However, the stringency of the screen provides confi dence that the RHFs that were identified are necessary for retrotransposition regardless of the genetic back ground. Although RHFs are Imatinib not a comprehensive set of Ty1 co factors, they are broadly distributed among mo lecular function and biological process categories, sug gesting that they affect many different stages of the Ty1 replication cycle or that numerous cellular pathways in fluence a central process that is necessary for retrotran sposition. A few RHF genes, particularly those whose deletion results in extremely elevated Ty1 cDNA levels, may have been misidentified. This group includes MMS2 and CTF4, two characterized Ty1 repressors.
Moreover, we assume that POL32, a DNA replication and repair gene whose absence increased Ty1 cDNA more than 30 fold, is a Ty1 repressor, since many other genome maintenance genes function as Ty1 repressors. Other genes that may have been misidentified as RHFs are those required for efficient splicing, because the intron within the his3AI indicator gene must be removed by splicing in order to be activated. However, there are only a few RHF genes that are known to play a role in RNA splicing. Our study identified many RHF genes that are con served in eukaryotes. More than half of the RHF genes have statistically robust human homologs, and multiple examples of co factors with human orthologs were iden tified. Human orthologs of RHF genes could play a role in retroviral replication. indeed, human orthologs of the Ty1 co factor Dbr1 and a few repressors of Ty1 retrotransposition have been implicated in analo gous roles in HIV 1 replication.

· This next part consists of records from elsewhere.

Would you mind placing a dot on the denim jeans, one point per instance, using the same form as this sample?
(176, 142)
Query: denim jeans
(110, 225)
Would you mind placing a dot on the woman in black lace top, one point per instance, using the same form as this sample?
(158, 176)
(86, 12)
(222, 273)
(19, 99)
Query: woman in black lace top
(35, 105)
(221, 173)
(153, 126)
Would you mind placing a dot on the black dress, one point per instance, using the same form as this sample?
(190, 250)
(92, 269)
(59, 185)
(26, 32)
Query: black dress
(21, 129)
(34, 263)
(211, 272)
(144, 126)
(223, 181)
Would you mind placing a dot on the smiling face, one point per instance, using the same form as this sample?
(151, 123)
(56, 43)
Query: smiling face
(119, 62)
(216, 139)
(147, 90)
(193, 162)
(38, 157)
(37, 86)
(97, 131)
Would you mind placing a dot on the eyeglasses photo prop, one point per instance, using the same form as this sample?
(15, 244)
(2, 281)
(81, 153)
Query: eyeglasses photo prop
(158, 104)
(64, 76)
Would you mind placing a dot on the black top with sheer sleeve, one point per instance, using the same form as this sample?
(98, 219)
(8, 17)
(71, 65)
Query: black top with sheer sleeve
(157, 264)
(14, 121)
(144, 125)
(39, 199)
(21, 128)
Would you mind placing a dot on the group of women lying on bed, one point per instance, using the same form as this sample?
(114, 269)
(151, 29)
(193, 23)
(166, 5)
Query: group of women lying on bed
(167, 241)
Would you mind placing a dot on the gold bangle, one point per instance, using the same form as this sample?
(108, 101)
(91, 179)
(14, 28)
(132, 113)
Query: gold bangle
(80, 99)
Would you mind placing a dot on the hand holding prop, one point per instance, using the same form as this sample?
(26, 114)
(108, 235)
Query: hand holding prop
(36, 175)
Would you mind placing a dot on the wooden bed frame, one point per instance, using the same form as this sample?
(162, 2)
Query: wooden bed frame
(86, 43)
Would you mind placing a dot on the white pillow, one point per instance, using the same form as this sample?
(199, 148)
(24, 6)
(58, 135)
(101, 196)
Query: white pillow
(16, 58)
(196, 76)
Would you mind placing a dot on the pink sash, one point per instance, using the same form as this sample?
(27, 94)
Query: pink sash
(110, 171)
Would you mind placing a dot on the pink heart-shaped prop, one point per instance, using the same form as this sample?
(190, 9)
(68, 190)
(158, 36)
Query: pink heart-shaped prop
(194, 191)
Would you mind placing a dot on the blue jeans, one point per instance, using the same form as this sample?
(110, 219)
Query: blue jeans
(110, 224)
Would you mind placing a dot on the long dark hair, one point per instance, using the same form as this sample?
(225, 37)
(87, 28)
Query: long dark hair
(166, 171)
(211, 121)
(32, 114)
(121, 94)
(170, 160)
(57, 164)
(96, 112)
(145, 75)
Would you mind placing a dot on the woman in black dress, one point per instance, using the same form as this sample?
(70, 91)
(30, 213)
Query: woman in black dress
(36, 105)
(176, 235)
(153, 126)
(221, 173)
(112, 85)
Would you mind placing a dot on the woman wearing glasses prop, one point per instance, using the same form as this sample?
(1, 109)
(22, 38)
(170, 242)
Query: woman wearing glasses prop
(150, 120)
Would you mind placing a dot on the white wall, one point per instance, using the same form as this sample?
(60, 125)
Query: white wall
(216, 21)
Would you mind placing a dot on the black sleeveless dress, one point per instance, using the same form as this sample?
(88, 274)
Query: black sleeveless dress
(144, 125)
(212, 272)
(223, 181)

The human ortholog of DBF20, a novel RHF gene that is necessary for Ty1 cDNA accumulation, encodes the serine threonine kinase, NDR2. NDR2 is incorporated into HIV 1 particles and processed by the HIV 1 prote ase . however, it has not yet been shown to influence Carfilzomib HIV 1 replication directly. Two additional RHFs that are necessary for Ty1 cDNA synthesis or sta bility have human homologs that have been identified in an RNAi screen as presumptive HIV 1 co factors Upf3 and Snf1. One example of an RHF that could provide a clue to facilitate the characterization of an HIV 1 co factor is the class E vacuolar protein sort ing factor, Bro1. Bro1, which was also identified previ ously as a Ty3 co factor, is a homolog of ALIX, which binds to HIV 1 Gag p6 and promotes HIV 1 virion bud ding. Bro1 is also a co factor for replication of Brome Mosaic Virus, a positive strand RNA virus that replicates in S. cerevisiae. BMV replication takes place in membrane bound vesicular invaginations at the perinuclear endoplasmic reticulum.